The degree of integration of a semiconductor memory device is directly related to a design rule. Thus, since the design rule has to be more strictly maintained in order to enhance the degree of integration, the margin of the photo and etching process may be very narrow. Accordingly, the photo and etching process has to be more accurately performed.
The narrow margin of the photo and etching process results in low yield. Thus, a new method not only for enhancing the degree of integration, but also for preventing low yield, has been required.
A semiconductor memory device that addresses this problem has a totally different structure from a conventional one. More specifically, it has a data storing medium above a transistor, such as a giant magneto-resistance (GMR) or tunneling magneto-resistance (TMR) medium, which performs different storing operations than a conventional capacitor.
A silicon oxide nitride oxide silicon (SONOS) memory device is one of these semiconductor memory devices. FIG. 1 illustrates a cross-sectional view of a conventional SONOS memory device (hereinafter, “the conventional memory device”).
Referring to FIG. 1, the conventional memory device includes a p-type substrate 10 (hereinafter, “the substrate”) having a source area 12 in which n-type conductive impurities are injected, a drain area 14, and a channel area 16 formed between the source and drain areas 12 and 14. A gate stack material 30 is formed on the channel area 16 of the substrate 10. The gate stack material 30 is formed by sequentially stacking a tunneling oxide layer 18, a silicon nitride (Si3N4) layer 20, a blocking oxide layer 22, and a gate electrode 24. Here, the tunneling oxide layer 18 and the blocking oxide layer 22 are silicon oxide (SiO2). The tunneling oxide layer 18 comes in contact with the source and drain areas 12 and 14. The Si3N4 layer 20 has a trap site having a predetermined density. Therefore, when a predetermined voltage is applied to the gate electrode 24, electrons which pass through the tunneling oxide layer 18 are trapped in the trap site of the Si3N4 layer 20. The blocking oxide layer 22 blocks electrons from moving to the gate electrode 24 when the electrons are trapped in the trap site of the Si3N4 layer 20.
The conventional memory device has a different threshold voltage depending on whether the electrons are trapped in the trap site of the Si3N4 layer 20. By using this feature, the conventional memory device can save and read information.
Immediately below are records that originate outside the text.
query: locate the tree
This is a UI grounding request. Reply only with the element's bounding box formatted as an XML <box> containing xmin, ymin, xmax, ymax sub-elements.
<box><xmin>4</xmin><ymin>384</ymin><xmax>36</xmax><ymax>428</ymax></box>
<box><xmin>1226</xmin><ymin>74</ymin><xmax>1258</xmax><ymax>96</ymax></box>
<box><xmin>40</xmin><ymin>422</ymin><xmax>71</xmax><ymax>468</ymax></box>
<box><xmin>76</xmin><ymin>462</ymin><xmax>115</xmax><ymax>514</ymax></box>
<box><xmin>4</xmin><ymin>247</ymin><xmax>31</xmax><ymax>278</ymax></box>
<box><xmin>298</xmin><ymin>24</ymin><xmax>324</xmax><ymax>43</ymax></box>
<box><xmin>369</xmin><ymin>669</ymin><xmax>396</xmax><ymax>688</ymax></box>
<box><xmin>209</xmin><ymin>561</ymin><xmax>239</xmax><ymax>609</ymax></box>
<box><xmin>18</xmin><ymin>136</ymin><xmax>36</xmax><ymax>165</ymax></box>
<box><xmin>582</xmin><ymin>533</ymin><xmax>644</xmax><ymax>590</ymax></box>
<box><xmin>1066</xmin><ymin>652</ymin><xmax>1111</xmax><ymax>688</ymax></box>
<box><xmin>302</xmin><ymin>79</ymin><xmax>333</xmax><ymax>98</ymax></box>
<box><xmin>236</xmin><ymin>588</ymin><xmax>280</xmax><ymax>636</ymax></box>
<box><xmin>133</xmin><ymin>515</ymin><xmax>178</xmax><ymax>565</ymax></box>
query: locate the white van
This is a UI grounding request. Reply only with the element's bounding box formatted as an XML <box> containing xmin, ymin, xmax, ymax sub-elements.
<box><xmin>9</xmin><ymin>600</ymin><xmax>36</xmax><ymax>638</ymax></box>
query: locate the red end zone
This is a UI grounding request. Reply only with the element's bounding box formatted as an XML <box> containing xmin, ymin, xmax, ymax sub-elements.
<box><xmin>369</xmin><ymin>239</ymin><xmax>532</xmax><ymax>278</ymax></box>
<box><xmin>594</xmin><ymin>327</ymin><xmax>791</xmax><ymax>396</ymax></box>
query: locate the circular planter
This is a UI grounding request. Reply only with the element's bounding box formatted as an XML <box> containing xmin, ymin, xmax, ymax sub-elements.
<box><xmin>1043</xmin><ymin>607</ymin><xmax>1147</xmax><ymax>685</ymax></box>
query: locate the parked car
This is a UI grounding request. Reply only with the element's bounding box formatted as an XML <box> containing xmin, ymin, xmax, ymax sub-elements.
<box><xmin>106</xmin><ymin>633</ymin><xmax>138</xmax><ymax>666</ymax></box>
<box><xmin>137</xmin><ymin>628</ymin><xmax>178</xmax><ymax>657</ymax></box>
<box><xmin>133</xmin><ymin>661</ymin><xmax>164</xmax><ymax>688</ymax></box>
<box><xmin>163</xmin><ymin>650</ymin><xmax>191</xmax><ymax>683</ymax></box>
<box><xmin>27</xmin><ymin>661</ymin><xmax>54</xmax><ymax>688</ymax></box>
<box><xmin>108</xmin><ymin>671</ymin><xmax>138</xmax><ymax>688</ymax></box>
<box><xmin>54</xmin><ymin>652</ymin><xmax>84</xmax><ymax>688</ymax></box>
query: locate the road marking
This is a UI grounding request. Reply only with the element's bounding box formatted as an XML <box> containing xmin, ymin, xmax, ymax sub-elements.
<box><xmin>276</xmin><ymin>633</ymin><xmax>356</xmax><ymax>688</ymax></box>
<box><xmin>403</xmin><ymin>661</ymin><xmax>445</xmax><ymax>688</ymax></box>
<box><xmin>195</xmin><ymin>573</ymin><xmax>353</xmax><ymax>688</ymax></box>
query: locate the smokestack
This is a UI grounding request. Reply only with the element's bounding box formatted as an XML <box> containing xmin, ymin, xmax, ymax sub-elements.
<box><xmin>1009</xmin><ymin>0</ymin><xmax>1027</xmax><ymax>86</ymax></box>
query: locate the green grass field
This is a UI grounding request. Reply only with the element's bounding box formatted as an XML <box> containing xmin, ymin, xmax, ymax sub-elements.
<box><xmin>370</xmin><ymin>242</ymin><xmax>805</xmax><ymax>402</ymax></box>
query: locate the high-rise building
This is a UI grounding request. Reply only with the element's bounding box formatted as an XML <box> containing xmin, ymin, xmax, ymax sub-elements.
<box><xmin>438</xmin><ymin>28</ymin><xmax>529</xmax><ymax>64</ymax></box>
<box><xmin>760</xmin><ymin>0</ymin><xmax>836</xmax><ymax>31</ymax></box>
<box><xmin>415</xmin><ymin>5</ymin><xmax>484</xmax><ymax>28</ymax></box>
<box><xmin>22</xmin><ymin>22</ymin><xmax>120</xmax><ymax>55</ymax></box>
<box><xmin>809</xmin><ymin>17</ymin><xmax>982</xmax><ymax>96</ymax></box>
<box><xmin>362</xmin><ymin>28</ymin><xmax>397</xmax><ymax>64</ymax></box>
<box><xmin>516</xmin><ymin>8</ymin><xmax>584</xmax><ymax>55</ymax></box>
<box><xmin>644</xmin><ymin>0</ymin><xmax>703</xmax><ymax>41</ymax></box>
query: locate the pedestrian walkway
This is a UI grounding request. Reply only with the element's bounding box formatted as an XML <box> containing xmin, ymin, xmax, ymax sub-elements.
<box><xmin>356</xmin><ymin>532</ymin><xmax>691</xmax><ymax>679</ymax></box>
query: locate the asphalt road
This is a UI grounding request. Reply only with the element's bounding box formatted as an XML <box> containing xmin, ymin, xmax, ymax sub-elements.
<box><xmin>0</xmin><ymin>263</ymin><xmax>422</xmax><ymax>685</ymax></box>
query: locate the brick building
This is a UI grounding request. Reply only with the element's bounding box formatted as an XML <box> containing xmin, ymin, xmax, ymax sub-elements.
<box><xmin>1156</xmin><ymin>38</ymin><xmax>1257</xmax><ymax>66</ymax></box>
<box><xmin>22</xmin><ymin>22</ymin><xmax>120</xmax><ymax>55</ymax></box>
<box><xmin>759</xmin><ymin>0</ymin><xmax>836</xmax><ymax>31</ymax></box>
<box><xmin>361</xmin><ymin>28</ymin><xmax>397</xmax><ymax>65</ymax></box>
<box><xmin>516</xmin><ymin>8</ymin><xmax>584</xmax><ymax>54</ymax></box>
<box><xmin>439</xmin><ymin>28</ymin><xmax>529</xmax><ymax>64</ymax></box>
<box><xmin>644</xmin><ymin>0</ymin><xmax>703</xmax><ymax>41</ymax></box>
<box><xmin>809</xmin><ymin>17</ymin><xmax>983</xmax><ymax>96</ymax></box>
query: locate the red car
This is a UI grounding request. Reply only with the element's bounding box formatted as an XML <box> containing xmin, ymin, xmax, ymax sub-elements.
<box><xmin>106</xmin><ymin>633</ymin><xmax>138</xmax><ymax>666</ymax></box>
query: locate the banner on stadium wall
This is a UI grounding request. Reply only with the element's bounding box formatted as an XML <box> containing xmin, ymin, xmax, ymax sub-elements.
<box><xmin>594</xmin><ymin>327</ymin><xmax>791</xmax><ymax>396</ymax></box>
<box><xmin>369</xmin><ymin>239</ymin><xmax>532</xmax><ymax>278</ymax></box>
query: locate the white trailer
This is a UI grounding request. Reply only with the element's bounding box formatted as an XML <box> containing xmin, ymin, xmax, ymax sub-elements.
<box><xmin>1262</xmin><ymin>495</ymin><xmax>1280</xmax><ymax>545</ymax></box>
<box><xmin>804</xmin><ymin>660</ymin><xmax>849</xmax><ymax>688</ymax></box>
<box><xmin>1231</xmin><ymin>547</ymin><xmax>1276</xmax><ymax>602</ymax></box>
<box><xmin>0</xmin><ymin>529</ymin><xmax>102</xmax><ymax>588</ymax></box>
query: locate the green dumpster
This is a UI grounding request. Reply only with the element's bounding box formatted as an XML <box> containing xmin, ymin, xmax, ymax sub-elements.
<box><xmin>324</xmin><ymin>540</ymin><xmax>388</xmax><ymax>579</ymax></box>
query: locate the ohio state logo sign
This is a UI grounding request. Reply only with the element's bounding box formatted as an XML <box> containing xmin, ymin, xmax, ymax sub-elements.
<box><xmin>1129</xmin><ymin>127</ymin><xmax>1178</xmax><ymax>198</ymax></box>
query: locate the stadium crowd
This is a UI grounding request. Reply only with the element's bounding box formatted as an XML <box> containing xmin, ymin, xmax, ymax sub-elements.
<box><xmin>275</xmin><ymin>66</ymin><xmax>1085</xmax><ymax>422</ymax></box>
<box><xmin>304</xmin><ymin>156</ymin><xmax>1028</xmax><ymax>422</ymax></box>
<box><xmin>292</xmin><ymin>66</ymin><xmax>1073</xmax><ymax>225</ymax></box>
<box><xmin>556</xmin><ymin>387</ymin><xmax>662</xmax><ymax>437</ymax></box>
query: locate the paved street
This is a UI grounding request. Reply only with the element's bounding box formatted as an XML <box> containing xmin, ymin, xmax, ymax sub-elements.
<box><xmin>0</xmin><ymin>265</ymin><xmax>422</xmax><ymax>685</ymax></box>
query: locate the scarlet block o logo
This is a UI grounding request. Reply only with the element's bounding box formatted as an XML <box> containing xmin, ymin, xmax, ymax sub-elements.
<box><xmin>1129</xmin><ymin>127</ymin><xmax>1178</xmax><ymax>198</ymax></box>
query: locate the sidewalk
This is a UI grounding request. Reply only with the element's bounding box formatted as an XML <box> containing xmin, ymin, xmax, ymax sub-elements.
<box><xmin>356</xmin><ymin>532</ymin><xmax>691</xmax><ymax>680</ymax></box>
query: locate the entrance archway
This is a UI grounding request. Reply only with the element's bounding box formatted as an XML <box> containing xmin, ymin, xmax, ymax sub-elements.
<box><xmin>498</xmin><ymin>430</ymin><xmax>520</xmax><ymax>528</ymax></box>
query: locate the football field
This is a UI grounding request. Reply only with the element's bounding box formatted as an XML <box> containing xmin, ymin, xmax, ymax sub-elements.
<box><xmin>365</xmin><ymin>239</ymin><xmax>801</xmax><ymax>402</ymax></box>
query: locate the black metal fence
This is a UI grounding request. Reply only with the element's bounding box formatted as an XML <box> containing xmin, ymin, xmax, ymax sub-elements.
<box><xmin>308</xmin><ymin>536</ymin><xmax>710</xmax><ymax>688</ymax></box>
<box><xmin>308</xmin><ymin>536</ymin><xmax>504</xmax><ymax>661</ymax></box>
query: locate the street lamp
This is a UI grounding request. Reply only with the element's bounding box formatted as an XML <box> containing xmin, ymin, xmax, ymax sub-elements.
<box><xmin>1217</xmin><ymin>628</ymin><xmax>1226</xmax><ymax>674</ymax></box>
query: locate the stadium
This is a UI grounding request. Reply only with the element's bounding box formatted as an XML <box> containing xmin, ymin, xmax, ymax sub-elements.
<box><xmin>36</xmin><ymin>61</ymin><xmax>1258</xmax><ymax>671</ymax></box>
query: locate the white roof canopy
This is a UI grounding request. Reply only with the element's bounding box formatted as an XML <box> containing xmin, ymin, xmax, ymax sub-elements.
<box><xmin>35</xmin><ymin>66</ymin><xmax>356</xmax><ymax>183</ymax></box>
However, the conventional memory device not only has a long data erasing time, but also has a short retention time, i.e., a time during which saved data is properly maintained.
To solve the above problems, a SONOS memory device in which the Si3N4 layer 20, i.e., a trapping layer, is replaced with a hafnium oxide (HfO2) layer having high permittivity and the blocking layer 22 is replaced with an aluminum oxide (Al2O3) layer, has been suggested.
However, while a crystallization temperature of most of a metal oxide layer having high permittivity is 700° C.˜800° C., a temperature of general metal oxide semiconductor (MOS) processes, e.g., a process to activate conductive impurities which are injected into the source and drain areas 12 and 14, is over 900° C. Given this fact, when the Si3N4 layer 20 and the blocking oxide layer 22 are replaced with metal oxide layers having high permittivity, it is not possible to prevent the crystallization of these metal oxide layers during general MOS processes. This crystallization of metal oxide layers having high permittivity presents the following problems.
First, the surface roughness of a trapping layer of crystallized metal oxide is large. Thus, an effective distance between the metal oxide layers used as the trapping layer and the blocking oxide layer is not constant. This degrades a retention characteristic.
Second, the density of the trap site of the trapping layer is highest when the trapping layer is in an amorphous substance. However, if the trapping layer is crystallized, the density of the trap site of the trapping layer is lowered and the characteristic of the trapping layer serving as a memory node layer is degraded.
Third, materials forming the metal oxide layer having high permittivity used as the trapping layer, e.g., a HfO2 layer, and used as the blocking oxide layer, e.g., an Al2O3 layer, are mixed together during general MOS processing at temperatures over 900° C. As a result, it is difficult to distinguish boundaries between the trapping and blocking layers.
Fourth, thermal instability occurs. This thermal instability can be seen by referring to FIG. 2. FIG. 2 is a graph illustrating a problem in a SONOS memory device including a metal oxide (MO) stack for low voltage operations, which is suggested as an alternative to the SONOS memory device of FIG. 1
Referring to FIG. 2, the first graph G1 illustrates a current-voltage characteristic shortly after sequentially forming HfO2 and Al2O3 layers on a tunneling oxide layer, which is still a SiO2 layer. The second graph G2 illustrates a current-voltage characteristic measured after sequentially forming the HfO2 and Al2O3 layers on the tunneling oxide layer and annealing these layers at a temperature of 900° C. That is, the first graph G1 shows the current-voltage characteristic before the crystallization of the HfO2 and Al2O3 layers and the second graph G2 shows the current-voltage characteristic after the crystallization of the HfO2 and Al2O3 layers.
Comparing the first and second graphs G1 and G2, the current-voltage characteristics before and after the crystallization of the HfO2 and Al2O3 layers are different. Particularly, the first graph G1 is greatly distorted as a gate voltage Vg approaches 1V, while the second graph G2 is much less so. These differences arise because thermal stability before and after the crystallization is not guaranteed.